Since our certificate transparency dataset only includes certificates logged to Certificate Transparency logs managed by google, we want to use the root store from google’s CT logs. Google states that the root stores for CT should be a super set of all major root stores (Apple, Microsoft and Mozilla) to be inclusive of all certificates that may be considered valid by these entities [4]. Looking at the current snapshot of root certificates for all the CT logs in our dataset, we find that the root stores for all active CT logs managed by google are the same. We then backtrack through the entirety of the timeline that CTs have been active to ensure we have all the historical root certificates in our root store.

Validation Configuration. We use the command line version of OpenSSL to validate all certificates in our dataset and set it up to ignore time related errors and certificate revocations.

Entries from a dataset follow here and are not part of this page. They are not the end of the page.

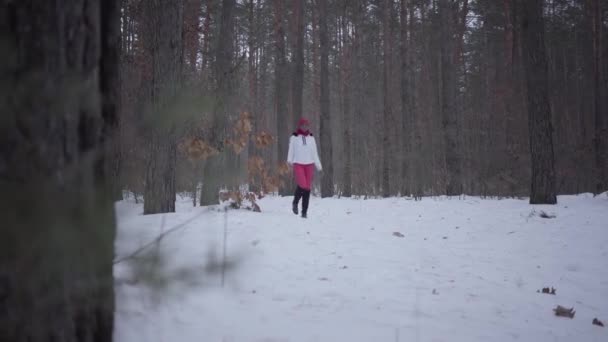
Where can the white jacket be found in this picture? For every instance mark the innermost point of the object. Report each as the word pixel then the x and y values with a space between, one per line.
pixel 303 150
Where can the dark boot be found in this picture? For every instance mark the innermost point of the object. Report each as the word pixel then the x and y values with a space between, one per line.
pixel 305 201
pixel 296 199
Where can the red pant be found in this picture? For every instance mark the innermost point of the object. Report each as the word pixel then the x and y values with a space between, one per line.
pixel 304 175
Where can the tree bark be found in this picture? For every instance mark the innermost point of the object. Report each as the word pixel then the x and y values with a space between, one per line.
pixel 539 112
pixel 346 109
pixel 387 110
pixel 163 39
pixel 449 112
pixel 600 142
pixel 57 240
pixel 406 110
pixel 280 91
pixel 327 182
pixel 218 171
pixel 297 85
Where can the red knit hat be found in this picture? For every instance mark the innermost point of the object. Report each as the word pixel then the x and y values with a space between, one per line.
pixel 302 122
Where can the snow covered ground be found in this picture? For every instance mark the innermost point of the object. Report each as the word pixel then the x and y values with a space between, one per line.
pixel 463 270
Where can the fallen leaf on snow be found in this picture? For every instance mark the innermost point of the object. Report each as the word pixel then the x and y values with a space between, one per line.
pixel 545 215
pixel 547 290
pixel 564 312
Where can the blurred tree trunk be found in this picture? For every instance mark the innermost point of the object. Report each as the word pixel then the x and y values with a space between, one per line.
pixel 59 103
pixel 539 110
pixel 327 182
pixel 163 40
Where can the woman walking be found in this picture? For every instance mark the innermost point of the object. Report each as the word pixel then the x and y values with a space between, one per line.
pixel 304 158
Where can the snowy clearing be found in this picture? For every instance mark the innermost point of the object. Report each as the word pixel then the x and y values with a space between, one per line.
pixel 371 270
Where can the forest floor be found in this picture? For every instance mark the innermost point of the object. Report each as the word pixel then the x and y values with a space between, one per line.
pixel 438 269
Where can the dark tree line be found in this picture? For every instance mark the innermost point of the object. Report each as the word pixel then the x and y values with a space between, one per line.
pixel 407 97
pixel 421 97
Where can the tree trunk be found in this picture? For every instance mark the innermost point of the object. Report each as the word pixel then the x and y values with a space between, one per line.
pixel 254 185
pixel 280 92
pixel 406 110
pixel 600 142
pixel 297 84
pixel 448 99
pixel 346 109
pixel 539 112
pixel 57 240
pixel 327 182
pixel 163 38
pixel 386 118
pixel 219 169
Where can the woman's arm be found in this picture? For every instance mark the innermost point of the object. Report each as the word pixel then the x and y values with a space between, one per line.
pixel 290 155
pixel 317 160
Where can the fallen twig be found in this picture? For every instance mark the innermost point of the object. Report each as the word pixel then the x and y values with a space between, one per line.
pixel 157 239
pixel 564 312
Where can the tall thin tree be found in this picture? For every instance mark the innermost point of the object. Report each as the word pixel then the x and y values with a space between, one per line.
pixel 163 20
pixel 280 79
pixel 327 182
pixel 539 111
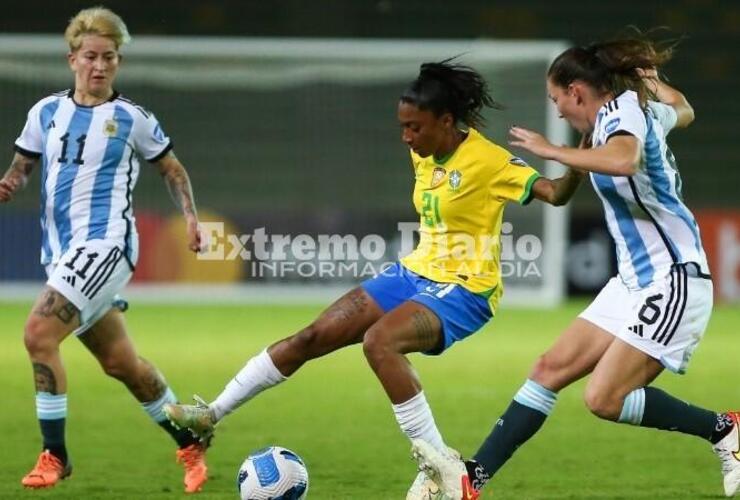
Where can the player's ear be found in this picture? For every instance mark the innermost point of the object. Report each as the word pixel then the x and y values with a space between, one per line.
pixel 576 90
pixel 448 120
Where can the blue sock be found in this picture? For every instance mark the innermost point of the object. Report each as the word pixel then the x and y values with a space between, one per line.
pixel 154 409
pixel 521 420
pixel 651 407
pixel 51 410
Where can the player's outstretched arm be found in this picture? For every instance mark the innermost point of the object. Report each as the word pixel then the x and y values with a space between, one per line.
pixel 178 182
pixel 620 156
pixel 670 96
pixel 16 177
pixel 559 191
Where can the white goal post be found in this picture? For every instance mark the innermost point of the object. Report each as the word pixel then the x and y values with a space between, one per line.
pixel 514 69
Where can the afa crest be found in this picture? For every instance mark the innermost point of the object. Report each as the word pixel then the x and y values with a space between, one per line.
pixel 455 180
pixel 110 128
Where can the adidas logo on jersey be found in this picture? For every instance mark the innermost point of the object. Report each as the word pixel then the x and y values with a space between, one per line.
pixel 637 329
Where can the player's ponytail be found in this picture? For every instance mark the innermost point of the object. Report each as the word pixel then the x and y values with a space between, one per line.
pixel 612 66
pixel 447 87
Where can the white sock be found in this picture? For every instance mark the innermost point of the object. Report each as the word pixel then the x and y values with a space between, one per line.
pixel 257 375
pixel 416 421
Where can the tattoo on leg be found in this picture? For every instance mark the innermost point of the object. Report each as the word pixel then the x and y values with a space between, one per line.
pixel 66 313
pixel 44 378
pixel 425 331
pixel 55 304
pixel 46 308
pixel 150 386
pixel 353 304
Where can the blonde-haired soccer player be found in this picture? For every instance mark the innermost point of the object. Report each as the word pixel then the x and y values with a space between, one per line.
pixel 445 290
pixel 87 140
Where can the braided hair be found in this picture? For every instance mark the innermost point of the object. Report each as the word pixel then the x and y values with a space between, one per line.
pixel 449 87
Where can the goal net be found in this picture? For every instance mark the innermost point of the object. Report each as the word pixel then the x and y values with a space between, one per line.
pixel 294 151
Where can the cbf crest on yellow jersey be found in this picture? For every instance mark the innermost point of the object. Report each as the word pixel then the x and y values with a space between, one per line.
pixel 460 201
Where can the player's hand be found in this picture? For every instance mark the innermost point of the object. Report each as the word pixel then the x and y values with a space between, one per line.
pixel 6 190
pixel 651 78
pixel 585 141
pixel 196 239
pixel 532 142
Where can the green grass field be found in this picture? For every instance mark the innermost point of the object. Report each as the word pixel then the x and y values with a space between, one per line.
pixel 335 415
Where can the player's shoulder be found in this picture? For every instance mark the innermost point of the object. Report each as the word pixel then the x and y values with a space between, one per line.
pixel 51 98
pixel 616 113
pixel 625 103
pixel 137 110
pixel 495 155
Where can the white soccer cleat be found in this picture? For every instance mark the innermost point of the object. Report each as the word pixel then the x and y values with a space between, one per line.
pixel 728 451
pixel 446 470
pixel 424 488
pixel 198 418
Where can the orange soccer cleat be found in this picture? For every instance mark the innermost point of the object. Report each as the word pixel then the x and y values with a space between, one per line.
pixel 47 472
pixel 193 459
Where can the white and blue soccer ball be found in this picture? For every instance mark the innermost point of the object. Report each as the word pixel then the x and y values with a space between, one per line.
pixel 272 473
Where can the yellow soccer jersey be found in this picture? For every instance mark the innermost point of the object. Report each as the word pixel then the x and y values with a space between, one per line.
pixel 460 201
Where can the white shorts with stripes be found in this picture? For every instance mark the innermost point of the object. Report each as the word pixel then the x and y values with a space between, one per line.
pixel 666 320
pixel 90 275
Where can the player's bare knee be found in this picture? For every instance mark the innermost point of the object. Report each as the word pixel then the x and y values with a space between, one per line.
pixel 602 404
pixel 309 342
pixel 38 337
pixel 116 369
pixel 548 372
pixel 376 345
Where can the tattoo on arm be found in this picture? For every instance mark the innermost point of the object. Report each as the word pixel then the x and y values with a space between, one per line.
pixel 20 168
pixel 427 335
pixel 44 378
pixel 55 304
pixel 178 184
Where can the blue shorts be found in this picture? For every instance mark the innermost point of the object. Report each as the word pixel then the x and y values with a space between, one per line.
pixel 460 311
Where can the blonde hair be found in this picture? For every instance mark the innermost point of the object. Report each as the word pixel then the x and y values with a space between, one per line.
pixel 96 21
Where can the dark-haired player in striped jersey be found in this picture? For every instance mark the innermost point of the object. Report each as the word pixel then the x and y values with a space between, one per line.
pixel 86 141
pixel 653 314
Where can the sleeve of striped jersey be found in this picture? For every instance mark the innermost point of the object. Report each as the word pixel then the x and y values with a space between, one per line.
pixel 30 142
pixel 627 119
pixel 665 115
pixel 150 141
pixel 514 181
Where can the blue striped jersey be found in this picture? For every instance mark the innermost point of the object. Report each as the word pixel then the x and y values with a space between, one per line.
pixel 651 226
pixel 89 169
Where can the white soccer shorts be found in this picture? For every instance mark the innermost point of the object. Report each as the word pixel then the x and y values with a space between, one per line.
pixel 90 275
pixel 666 320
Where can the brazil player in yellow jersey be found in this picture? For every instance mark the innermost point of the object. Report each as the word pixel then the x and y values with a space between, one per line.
pixel 445 290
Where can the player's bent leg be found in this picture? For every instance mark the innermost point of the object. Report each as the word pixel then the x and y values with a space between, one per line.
pixel 341 324
pixel 109 342
pixel 52 318
pixel 621 370
pixel 654 408
pixel 574 354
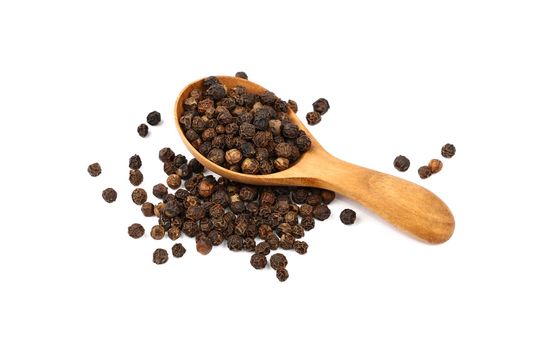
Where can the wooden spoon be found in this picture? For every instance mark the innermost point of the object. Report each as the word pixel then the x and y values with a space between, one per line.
pixel 408 206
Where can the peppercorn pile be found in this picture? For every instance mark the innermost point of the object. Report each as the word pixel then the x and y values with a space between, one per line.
pixel 242 131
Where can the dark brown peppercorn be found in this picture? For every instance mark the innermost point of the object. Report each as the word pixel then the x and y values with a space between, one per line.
pixel 424 172
pixel 178 250
pixel 262 248
pixel 147 209
pixel 347 216
pixel 109 195
pixel 153 118
pixel 321 212
pixel 448 150
pixel 157 232
pixel 293 106
pixel 174 181
pixel 94 169
pixel 321 106
pixel 401 163
pixel 142 130
pixel 135 177
pixel 301 247
pixel 258 261
pixel 174 233
pixel 282 275
pixel 136 231
pixel 313 118
pixel 139 196
pixel 278 261
pixel 241 75
pixel 135 162
pixel 166 155
pixel 435 165
pixel 160 191
pixel 203 245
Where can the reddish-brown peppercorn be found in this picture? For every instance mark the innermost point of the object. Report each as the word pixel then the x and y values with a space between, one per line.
pixel 94 169
pixel 136 230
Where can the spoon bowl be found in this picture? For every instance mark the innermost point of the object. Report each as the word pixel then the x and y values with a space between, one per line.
pixel 408 206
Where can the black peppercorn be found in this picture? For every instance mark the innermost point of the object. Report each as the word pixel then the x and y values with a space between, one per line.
pixel 94 169
pixel 142 130
pixel 136 231
pixel 424 172
pixel 347 216
pixel 153 118
pixel 401 163
pixel 448 150
pixel 178 250
pixel 109 195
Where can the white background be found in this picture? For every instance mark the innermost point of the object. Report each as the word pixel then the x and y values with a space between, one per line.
pixel 401 76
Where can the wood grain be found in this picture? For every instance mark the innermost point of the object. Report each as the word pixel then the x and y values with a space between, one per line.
pixel 407 206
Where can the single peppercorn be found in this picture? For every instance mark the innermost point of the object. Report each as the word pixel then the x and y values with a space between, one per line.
pixel 203 245
pixel 142 130
pixel 278 261
pixel 282 275
pixel 174 181
pixel 157 232
pixel 313 118
pixel 109 195
pixel 424 172
pixel 301 247
pixel 347 216
pixel 160 256
pixel 139 196
pixel 293 106
pixel 448 150
pixel 258 261
pixel 160 191
pixel 166 155
pixel 178 250
pixel 321 106
pixel 241 75
pixel 94 169
pixel 147 209
pixel 136 231
pixel 401 163
pixel 153 118
pixel 435 165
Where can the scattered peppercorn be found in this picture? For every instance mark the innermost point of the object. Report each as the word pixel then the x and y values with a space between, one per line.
pixel 313 118
pixel 401 163
pixel 424 172
pixel 135 177
pixel 448 150
pixel 94 169
pixel 160 256
pixel 321 106
pixel 278 261
pixel 347 216
pixel 153 118
pixel 282 275
pixel 109 195
pixel 435 165
pixel 142 130
pixel 139 196
pixel 178 250
pixel 136 231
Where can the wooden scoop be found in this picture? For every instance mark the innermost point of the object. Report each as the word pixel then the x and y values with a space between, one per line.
pixel 408 206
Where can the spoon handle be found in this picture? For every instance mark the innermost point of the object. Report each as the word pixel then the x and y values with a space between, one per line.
pixel 406 205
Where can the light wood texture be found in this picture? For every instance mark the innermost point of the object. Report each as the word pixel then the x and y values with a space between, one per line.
pixel 409 207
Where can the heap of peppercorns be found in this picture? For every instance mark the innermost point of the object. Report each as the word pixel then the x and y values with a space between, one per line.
pixel 255 219
pixel 241 131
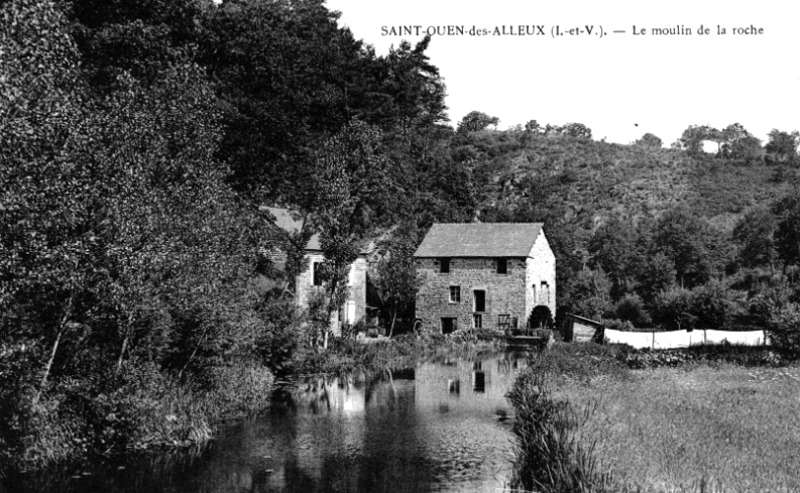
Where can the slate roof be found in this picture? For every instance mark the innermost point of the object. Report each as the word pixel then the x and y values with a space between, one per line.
pixel 291 222
pixel 479 240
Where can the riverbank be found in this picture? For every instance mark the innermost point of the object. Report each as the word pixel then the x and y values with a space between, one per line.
pixel 139 409
pixel 144 409
pixel 404 351
pixel 705 420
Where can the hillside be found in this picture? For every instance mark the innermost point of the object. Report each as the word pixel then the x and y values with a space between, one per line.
pixel 585 182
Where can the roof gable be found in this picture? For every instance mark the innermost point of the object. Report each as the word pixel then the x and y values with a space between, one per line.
pixel 479 240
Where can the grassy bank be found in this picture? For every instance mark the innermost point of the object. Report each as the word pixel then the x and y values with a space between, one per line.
pixel 586 422
pixel 375 355
pixel 665 429
pixel 141 408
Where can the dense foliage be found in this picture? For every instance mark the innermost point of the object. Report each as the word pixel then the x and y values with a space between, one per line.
pixel 139 139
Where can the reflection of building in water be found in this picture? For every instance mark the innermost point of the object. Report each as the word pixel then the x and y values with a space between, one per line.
pixel 463 386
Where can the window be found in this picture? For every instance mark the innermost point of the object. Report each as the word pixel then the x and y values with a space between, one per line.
pixel 478 382
pixel 455 294
pixel 316 275
pixel 454 386
pixel 479 300
pixel 449 325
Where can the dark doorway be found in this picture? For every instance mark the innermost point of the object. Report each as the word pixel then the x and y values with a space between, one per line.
pixel 449 325
pixel 479 297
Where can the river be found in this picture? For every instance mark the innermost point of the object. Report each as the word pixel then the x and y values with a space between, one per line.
pixel 439 427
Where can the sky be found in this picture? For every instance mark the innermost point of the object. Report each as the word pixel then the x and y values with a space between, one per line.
pixel 621 85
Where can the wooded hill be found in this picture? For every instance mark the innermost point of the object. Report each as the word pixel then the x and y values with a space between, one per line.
pixel 139 139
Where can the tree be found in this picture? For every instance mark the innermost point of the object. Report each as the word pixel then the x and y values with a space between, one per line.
pixel 533 127
pixel 649 140
pixel 577 130
pixel 755 235
pixel 690 244
pixel 475 121
pixel 787 234
pixel 674 308
pixel 591 294
pixel 782 146
pixel 738 143
pixel 692 138
pixel 45 248
pixel 656 274
pixel 395 278
pixel 351 185
pixel 613 249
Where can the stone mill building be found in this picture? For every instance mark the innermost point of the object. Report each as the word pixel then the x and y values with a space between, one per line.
pixel 484 275
pixel 309 280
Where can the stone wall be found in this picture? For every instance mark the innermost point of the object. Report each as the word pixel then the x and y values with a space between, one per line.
pixel 505 293
pixel 541 266
pixel 357 284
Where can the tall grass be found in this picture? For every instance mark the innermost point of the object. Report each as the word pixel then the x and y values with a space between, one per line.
pixel 550 458
pixel 586 423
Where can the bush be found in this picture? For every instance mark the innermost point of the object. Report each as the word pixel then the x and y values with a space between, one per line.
pixel 541 317
pixel 549 455
pixel 784 328
pixel 630 308
pixel 714 305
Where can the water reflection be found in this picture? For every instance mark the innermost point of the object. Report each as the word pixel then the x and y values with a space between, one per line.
pixel 439 427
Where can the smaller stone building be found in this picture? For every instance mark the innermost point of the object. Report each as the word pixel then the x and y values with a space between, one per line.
pixel 309 281
pixel 484 275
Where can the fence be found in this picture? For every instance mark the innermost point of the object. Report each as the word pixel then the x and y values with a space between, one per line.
pixel 682 338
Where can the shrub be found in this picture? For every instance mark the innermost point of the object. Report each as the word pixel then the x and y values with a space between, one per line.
pixel 541 317
pixel 630 308
pixel 549 455
pixel 784 328
pixel 714 305
pixel 673 309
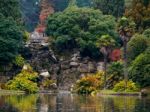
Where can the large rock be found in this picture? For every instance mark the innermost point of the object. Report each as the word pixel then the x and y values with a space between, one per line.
pixel 74 64
pixel 91 67
pixel 65 65
pixel 83 68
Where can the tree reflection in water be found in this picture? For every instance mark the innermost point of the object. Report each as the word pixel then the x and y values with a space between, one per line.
pixel 66 102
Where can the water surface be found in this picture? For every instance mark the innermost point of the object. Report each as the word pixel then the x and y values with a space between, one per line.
pixel 65 102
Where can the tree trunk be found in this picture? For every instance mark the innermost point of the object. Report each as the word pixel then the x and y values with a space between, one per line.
pixel 105 70
pixel 125 63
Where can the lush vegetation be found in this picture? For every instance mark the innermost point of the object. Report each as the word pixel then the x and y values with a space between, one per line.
pixel 112 7
pixel 89 83
pixel 10 39
pixel 94 31
pixel 25 81
pixel 79 28
pixel 131 87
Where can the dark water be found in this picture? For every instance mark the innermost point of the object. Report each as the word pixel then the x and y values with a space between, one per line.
pixel 72 103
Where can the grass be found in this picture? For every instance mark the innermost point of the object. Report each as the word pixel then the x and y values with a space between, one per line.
pixel 111 92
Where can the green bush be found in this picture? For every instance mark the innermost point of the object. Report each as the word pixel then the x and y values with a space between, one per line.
pixel 25 81
pixel 19 61
pixel 10 40
pixel 139 70
pixel 115 73
pixel 131 87
pixel 79 28
pixel 90 83
pixel 137 45
pixel 146 33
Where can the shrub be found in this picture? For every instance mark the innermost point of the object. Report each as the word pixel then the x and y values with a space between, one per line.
pixel 131 87
pixel 136 46
pixel 19 61
pixel 115 73
pixel 25 81
pixel 89 83
pixel 146 33
pixel 79 28
pixel 10 40
pixel 139 70
pixel 47 83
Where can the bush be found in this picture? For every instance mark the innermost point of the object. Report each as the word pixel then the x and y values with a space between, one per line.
pixel 25 81
pixel 10 40
pixel 139 70
pixel 115 73
pixel 19 61
pixel 89 83
pixel 146 33
pixel 137 45
pixel 79 28
pixel 131 87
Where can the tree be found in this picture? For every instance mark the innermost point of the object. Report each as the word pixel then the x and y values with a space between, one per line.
pixel 125 30
pixel 10 39
pixel 78 28
pixel 10 8
pixel 136 46
pixel 146 33
pixel 139 70
pixel 112 7
pixel 140 13
pixel 105 43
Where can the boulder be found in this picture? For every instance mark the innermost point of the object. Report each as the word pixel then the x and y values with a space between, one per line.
pixel 83 68
pixel 74 64
pixel 91 67
pixel 45 74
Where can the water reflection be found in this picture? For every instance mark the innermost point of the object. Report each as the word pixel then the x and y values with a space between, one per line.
pixel 72 103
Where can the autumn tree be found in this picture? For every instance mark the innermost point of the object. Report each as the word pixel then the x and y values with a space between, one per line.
pixel 105 43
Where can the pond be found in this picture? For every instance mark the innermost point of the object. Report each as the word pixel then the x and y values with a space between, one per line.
pixel 66 102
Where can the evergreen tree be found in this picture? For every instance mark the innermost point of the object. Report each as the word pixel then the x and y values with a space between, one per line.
pixel 112 7
pixel 10 39
pixel 140 13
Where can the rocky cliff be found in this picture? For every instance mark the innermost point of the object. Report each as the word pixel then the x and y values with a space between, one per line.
pixel 66 68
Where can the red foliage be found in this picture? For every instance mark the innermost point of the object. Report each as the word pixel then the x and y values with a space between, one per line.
pixel 115 55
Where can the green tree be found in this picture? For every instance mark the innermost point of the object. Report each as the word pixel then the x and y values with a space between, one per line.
pixel 136 46
pixel 112 7
pixel 125 30
pixel 78 28
pixel 10 39
pixel 146 33
pixel 105 43
pixel 140 13
pixel 10 8
pixel 115 73
pixel 139 70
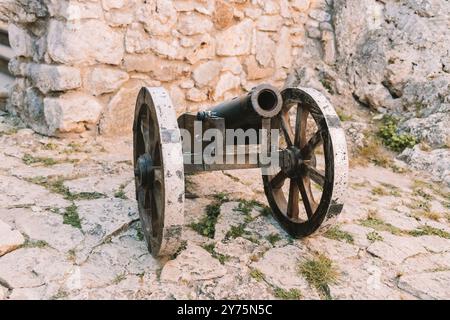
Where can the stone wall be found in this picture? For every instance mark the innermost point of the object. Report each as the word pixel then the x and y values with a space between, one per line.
pixel 79 64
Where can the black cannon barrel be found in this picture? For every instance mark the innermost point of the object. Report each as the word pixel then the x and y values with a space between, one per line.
pixel 245 112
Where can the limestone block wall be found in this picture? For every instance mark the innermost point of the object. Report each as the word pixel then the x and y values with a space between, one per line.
pixel 80 64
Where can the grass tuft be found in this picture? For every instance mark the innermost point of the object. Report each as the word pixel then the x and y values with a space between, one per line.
pixel 337 234
pixel 374 237
pixel 429 231
pixel 388 133
pixel 320 272
pixel 210 247
pixel 257 275
pixel 71 217
pixel 273 238
pixel 291 294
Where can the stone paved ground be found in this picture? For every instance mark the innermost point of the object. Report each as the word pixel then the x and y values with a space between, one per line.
pixel 69 230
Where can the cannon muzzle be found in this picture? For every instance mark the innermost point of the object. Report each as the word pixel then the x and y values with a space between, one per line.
pixel 245 112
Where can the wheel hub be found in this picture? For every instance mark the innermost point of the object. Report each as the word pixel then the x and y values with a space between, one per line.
pixel 144 170
pixel 290 161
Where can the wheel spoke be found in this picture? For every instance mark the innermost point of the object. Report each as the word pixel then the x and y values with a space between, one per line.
pixel 307 198
pixel 278 181
pixel 286 128
pixel 292 209
pixel 318 176
pixel 301 123
pixel 312 144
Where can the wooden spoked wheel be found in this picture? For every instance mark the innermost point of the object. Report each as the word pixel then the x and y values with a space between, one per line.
pixel 159 172
pixel 306 192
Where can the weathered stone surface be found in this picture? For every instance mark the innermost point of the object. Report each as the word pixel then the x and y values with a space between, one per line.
pixel 427 286
pixel 229 217
pixel 119 113
pixel 254 71
pixel 109 262
pixel 196 95
pixel 193 264
pixel 105 184
pixel 103 80
pixel 364 280
pixel 206 73
pixel 203 6
pixel 223 15
pixel 9 239
pixel 280 269
pixel 236 40
pixel 18 193
pixel 103 217
pixel 53 78
pixel 3 293
pixel 396 249
pixel 426 263
pixel 193 24
pixel 159 17
pixel 227 82
pixel 71 112
pixel 32 267
pixel 49 227
pixel 264 49
pixel 399 220
pixel 20 41
pixel 436 162
pixel 74 10
pixel 81 45
pixel 300 5
pixel 269 23
pixel 335 250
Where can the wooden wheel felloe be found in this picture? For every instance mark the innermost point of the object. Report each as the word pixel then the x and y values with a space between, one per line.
pixel 306 194
pixel 159 172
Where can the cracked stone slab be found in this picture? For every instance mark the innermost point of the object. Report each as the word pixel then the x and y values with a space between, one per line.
pixel 364 280
pixel 103 217
pixel 396 249
pixel 33 267
pixel 359 234
pixel 280 269
pixel 129 287
pixel 428 286
pixel 18 193
pixel 38 293
pixel 335 250
pixel 9 239
pixel 209 184
pixel 48 226
pixel 238 249
pixel 3 292
pixel 426 263
pixel 229 217
pixel 105 184
pixel 233 286
pixel 193 264
pixel 435 244
pixel 58 170
pixel 398 220
pixel 111 261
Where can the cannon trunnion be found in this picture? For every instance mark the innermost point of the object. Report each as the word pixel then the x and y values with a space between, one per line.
pixel 298 144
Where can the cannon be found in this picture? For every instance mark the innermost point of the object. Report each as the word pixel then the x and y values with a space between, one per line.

To validate certificates collected via IPv4 scans, we first isolate all CA certificates (certificates with the is_ca tag set to true) and iteratively validate them. After each iteration, we add valid CA certificates to our set of possible intermediate certificates and repeat this process until there are no new valid CA certificates. Finally, we verify all the leaf certificates using the full set of intermediate certificates.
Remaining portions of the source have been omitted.